@chaney3
It is the fact that no other 'cloth' can produce a picture on a photo negative, which is not supposed to be possible.
A photo of a cloth should not produce an image on a film negative.
This cannot be produced today, despite some posters implying it can.
The shroud is the only cloth, when a photo is taken, produces an image on a negative.
Meaning, if you take a photo of any other cloth, no image will appear on the photo negative.
This is why the shroud stands out.
Are you saying that if a camera takes a picture of the shroud, then the image on the shroud is recorded on the film in the camera, whereas if a camera takes a picture of some other cloth (such as a Persian rug or a medieval tapestry) then the pattern or scene on the rug or tapestry is
not recorded on the film? Because if that is what you are saying, then it is false.
No image can be produced on a cloth from a negative.
No one said images had to be produced on cloth from
negatives. There are countless means of producing images on cloths which do not involve negatives.
Today's science cannot duplicate the shroud.
Today's technological methods cannot reproduce its
age or any of the properties which accumulated through ageing. A similar image could certainly be transferred to a similar cloth.
The bigger issue is how we cannot figure out how the image was 'put' on the cloth.

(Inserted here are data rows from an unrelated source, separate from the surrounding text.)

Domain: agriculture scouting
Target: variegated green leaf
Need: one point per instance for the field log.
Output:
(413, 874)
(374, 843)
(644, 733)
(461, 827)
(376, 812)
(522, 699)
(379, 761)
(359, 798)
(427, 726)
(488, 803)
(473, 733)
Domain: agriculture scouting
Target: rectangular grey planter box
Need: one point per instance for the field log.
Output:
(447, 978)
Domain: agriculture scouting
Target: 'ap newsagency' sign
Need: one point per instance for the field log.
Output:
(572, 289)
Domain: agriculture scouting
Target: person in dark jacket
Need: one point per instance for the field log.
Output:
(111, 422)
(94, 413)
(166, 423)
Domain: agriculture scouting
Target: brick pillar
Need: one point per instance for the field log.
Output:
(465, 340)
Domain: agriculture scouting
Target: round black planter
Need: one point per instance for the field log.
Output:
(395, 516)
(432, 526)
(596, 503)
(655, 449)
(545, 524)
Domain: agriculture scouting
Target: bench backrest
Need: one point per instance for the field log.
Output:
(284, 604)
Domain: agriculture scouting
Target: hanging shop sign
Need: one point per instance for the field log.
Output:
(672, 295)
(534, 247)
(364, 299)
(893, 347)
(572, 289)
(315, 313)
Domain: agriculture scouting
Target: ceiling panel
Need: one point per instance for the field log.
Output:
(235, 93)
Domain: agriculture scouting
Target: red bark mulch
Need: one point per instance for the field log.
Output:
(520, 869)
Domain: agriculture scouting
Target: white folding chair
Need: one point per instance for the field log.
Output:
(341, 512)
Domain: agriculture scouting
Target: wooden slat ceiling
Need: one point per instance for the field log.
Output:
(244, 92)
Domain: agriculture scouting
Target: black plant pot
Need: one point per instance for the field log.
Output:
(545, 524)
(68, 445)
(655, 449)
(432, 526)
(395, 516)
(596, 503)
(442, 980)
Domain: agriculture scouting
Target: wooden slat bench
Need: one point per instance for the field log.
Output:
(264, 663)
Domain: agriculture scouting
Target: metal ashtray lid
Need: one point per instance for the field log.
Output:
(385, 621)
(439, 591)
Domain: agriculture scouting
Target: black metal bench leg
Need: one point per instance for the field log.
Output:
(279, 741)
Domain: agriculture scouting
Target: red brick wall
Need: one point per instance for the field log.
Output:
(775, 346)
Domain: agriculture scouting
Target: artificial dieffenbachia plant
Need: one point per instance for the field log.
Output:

It was not painted...
We do not know what the image looked like when new so we do not know that the original image was not painted using very conventional dyes which have faded and left a stain over the intervening few centuries.
You seem fixated on the means used to produce the image and keep insisting a) that we do not know how it was produced and b) that we cannot reproduce such a thing today, and conclude from this that a & b together imply divine intervention. While a is true (we do not know how it was produced), b is false (we can reproduce images on cloth), but even if b were true, your putative conclusion would not follow from the premises. There are numerous alternative explanations which do not require divine intervention.
Given that we do not possess any image of Jesus and no description of his appearance from the time of Jesus, there is no independently verifiable evidence that the image on the Shroud of Turin is a representation of Jesus at all. There is simply nothing of requisite and authentic antiquity to compare it with. It could have been an image of some crusader knight, or what the person who made the image
imagined Jesus might have looked like (just as centuries of painters and icon makers have imagined what he looked like).
But even supposing that it
is an image of Jesus, do we not know that any body was ever wrapped up in it or was intended to be wrapped up in it. The shroud could have been produced as an icon, as a thing to venerate (in the strict Christian sense of "veneration" ) and someone else later on made the mistake of supposing it to have been the shroud which actually covered Jesus's body (because someone later on did not know its origin and original purpose as an icon). Of course, this is no proof; I'm just pointing out that there are numerous explanations which are much more plausible than yours because they do not require belief in magic.
We don't know how the great pyramids were produced either (well, we know roughly, but not in detail), and we could not reproduce them today in twenty years (the time some sources claim them have been produced in). That doesn't mean Goddidit. It just means that ancient peoples were clever and dedicated.